A UC Santa Cruz survey originally described UCPath as “very poorly and inefficiently run.” The response was then allegedly reviewed and edited by Chancellor Blumenthal to say UCOP services and leadership are “crucial” for the success of the system and are a “true public policy benefit.”

“While we believe we did things appropriately, it is clear in retrospect that we could have handled this better,” Napolitano said at a hearing regarding the audit on May 2.

In response to the audit’s allegations, the UCOP initiated an independent review on June 5 to “help determine the facts and offer recommendations concerning this matter,” said UCOP media specialist Stephanie Beechem in an email. The review will be led by former California Supreme Court Justice Carlos R. Moreno and law firm Hueston Hennigan LLP.

While Chancellor Blumenthal said he welcomes the review, he will not comment until after it is complete, said UCSC spokesperson Scott Hernandez-Jason in an email. The review’s timeline is not yet determined.

The interference with surveys is only one of many unsettled pieces left in the wake of the 167-page audit report. Initiated and approved by the Joint Audit Committee, the report, titled “The University of California Office of the President: It Failed to Disclose Tens of Millions in Surplus Funds, and Its Budget Practices Are Misleading,” reviewed financial and organizational aspects of the UCOP, including its alleged $175 million reserve fund, its “generous salaries and atypical benefits” and spending on systemwide initiatives.

Screen Shot 2017-06-08 at 4.18.06 PMIn total, the audit offered 33 recommendations to increase transparency and re-examine UCOP’s “generous” reimbursements of staff expenses such as benefits, travel and meals. The San Francisco Chronicle reported the UC spent nearly $225,000 on private dinners since 2012 and a dinner party in January 2016 with a bill of $13,600 was later reimbursed by UCOP. The UC has since decided not to use university funds to pay for board member dinners and parties, as reported by the Chronicle.

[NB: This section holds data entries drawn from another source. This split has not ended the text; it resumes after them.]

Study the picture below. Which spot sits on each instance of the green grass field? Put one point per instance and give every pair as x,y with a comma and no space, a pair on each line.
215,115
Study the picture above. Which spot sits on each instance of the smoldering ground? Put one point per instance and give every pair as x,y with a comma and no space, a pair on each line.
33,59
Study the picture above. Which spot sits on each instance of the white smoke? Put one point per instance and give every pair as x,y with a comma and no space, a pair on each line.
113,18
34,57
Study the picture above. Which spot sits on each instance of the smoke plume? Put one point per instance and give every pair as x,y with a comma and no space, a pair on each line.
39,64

Because of findings such as these, the state auditor recommended the UCOP receive increased financial oversight by the state legislature in budget matters, which has spurred firm pushback from the UCOP.

“These recommendations threaten the university’s standing as a constitutionally autonomous entity, and the Board of Regents itself,” said UC Board of Regents chair Monica Lozano in a letter to the state auditor.

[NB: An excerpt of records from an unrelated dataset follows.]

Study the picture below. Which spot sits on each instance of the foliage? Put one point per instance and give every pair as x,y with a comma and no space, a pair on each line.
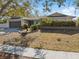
51,22
2,21
77,22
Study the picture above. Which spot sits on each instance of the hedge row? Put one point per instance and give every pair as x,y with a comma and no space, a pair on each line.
58,23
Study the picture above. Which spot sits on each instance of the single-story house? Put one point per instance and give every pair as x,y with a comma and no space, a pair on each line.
17,22
31,21
61,17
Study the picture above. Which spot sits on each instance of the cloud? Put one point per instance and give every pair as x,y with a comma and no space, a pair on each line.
68,11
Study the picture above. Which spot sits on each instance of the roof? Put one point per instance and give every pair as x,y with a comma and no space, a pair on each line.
56,14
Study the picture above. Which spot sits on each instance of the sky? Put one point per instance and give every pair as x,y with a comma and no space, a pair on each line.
68,9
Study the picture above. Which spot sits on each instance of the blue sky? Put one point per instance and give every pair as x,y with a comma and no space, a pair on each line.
68,9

Despite differing opinions and disputes over evidence and audit specificities, the California state auditor has not retracted any recommendations.

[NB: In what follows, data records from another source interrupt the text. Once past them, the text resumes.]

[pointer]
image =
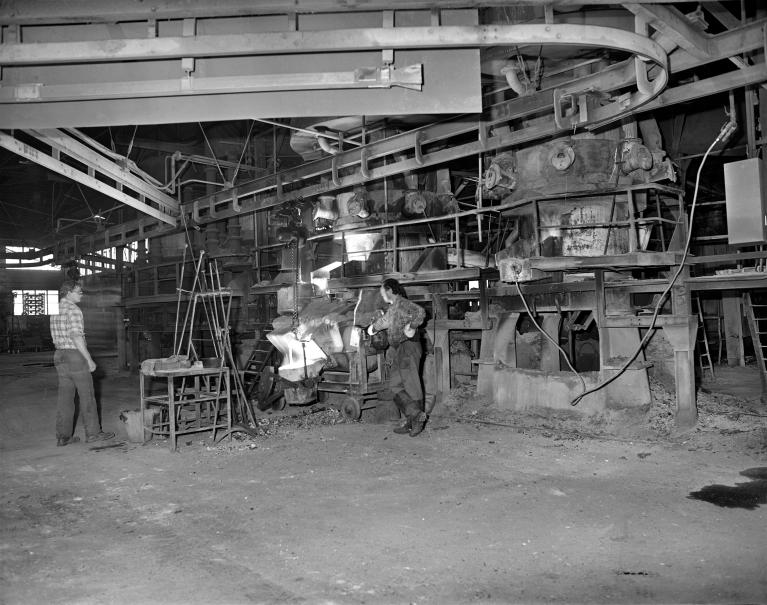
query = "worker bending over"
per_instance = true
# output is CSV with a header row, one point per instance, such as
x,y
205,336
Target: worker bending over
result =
x,y
401,321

“We have not made assertions; we have developed conclusions based on evidence,” the state auditor said in the report.

As the process of implementing audit recommendations unfolded and demand for transparency increased, the UCOP established a website and a working group, led by Rachael Nava, executive vice president and chief operating officer, to track its progress.

“I am sorry that we did it this way, because it has created the wrong impression and detracted from the important fact that we accept the recommendations in the audit report,” said Napolitano.